Tambet Matiisen <tambet(dot)matiisen(at)gmail(dot)com> wrote:
> On 16.03.2011 17:09, Kevin Grittner wrote:
>> Tambet Matiisen<tambet(dot)matiisen(at)gmail(dot)com> wrote:
>>
>>> Pre-live database is restored from live database dump every
>>> night.
>>
>> How is that done? A single pg_dump of the entire live database
>> restored using psql? Are both database servers at the same
>> PostgreSQL version?
>
> Yes, I use pg_dump on live server and the result is
> rdiff-backupped into development server. Whole SQL dump is 12G
> without compression and the rdiff delta is about 10-20MB every
> day. Then I drop pre-live database on development server and
> recreate it using createdb and psql.
createdb, not initdb? I suggest you backup and delete everything in
the data directory, and start with initdb, and see whether the
problem still exists. If it goes away, the problem was in your
shared system tables. If it persists, the problem is in your backup
files, and I would try a delete and a fresh copy. If *that* fixes
it you know the problem was with rdiff-backup. (Of course, keeping
copies of things before the delete might provide useful forensic
information.)
> For a while development server was running 8.4 and live server
> 8.1. Now both are 8.4, but this shouldn't matter, as I do backup
> and restore via SQL.
I hope you were using the 8.4 version of pg_dump when you were in
the dual-version situation. Using the earlier version of pg_dump is
not guaranteed to provide a backup which can be cleanly installed on
a later version. That could *possibly* be related to current
problems.
>> You're running pg_dump against a database you just restored from
>> a pg_dump image?
>
> Hmm, yeah. This sounds rather dumb, but haven't got to that yet.
Well, it might not be as dumb as you think, if it uncovered a
problem with your dump/restore process from live to pre-live.
> Development server contains some additional databases as well,
> that do not exist on live server.
So are you really using pg_dumpall or pg_dump?

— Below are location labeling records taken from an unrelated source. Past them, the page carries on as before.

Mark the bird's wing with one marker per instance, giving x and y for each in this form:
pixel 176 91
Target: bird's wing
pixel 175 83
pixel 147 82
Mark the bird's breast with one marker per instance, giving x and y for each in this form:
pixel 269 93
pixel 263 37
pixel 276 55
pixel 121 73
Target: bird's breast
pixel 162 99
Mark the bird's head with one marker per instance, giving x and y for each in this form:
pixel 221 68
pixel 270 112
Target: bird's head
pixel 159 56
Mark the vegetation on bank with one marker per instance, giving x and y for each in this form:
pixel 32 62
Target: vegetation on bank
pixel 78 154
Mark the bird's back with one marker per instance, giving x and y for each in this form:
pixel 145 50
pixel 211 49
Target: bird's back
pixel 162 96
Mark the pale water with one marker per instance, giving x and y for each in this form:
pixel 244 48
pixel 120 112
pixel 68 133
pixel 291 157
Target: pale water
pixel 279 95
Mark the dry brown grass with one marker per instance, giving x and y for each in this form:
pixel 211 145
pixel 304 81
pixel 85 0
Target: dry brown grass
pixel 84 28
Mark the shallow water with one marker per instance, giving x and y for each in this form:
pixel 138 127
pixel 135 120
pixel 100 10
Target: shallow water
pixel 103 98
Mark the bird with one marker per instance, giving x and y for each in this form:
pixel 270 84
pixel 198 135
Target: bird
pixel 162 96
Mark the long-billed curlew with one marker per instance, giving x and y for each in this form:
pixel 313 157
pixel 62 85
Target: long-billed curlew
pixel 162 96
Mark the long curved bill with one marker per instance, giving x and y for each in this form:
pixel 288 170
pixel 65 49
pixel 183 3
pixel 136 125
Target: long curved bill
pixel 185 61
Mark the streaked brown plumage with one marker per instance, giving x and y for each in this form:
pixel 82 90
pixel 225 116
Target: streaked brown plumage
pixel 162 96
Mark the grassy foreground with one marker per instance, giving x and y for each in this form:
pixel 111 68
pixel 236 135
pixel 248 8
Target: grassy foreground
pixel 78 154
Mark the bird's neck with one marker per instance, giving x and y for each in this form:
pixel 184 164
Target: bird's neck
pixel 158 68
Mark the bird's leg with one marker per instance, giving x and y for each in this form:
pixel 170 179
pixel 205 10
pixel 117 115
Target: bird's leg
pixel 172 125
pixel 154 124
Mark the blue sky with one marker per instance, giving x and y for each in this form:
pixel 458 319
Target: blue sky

>>> Both fsync and full_page_writes are on.
>>
>> Good. Without those an OS or hardware crash can corrupt your
>> database.
>
> Actually they are commented out, but I suppose this means "on".
Yeah, they default to the safe setting.
> It's not ECC memory.
Well, then there has been proven to be a non-negligible possibility
of occasional random bit-flips. Seriously, next time you upgrade,
make sure any database server has ECC RAM.
> It is possible, that restore of pre-live database using psql lasts
> so long, that backup of the same database using pg_dump is already
> kicking in.
Hmmm... You might want to do enough logging of the processes to be
able to confirm or eliminate that possibility. Dumping an
incompletely-restored database might generate some odd errors.
-Kevin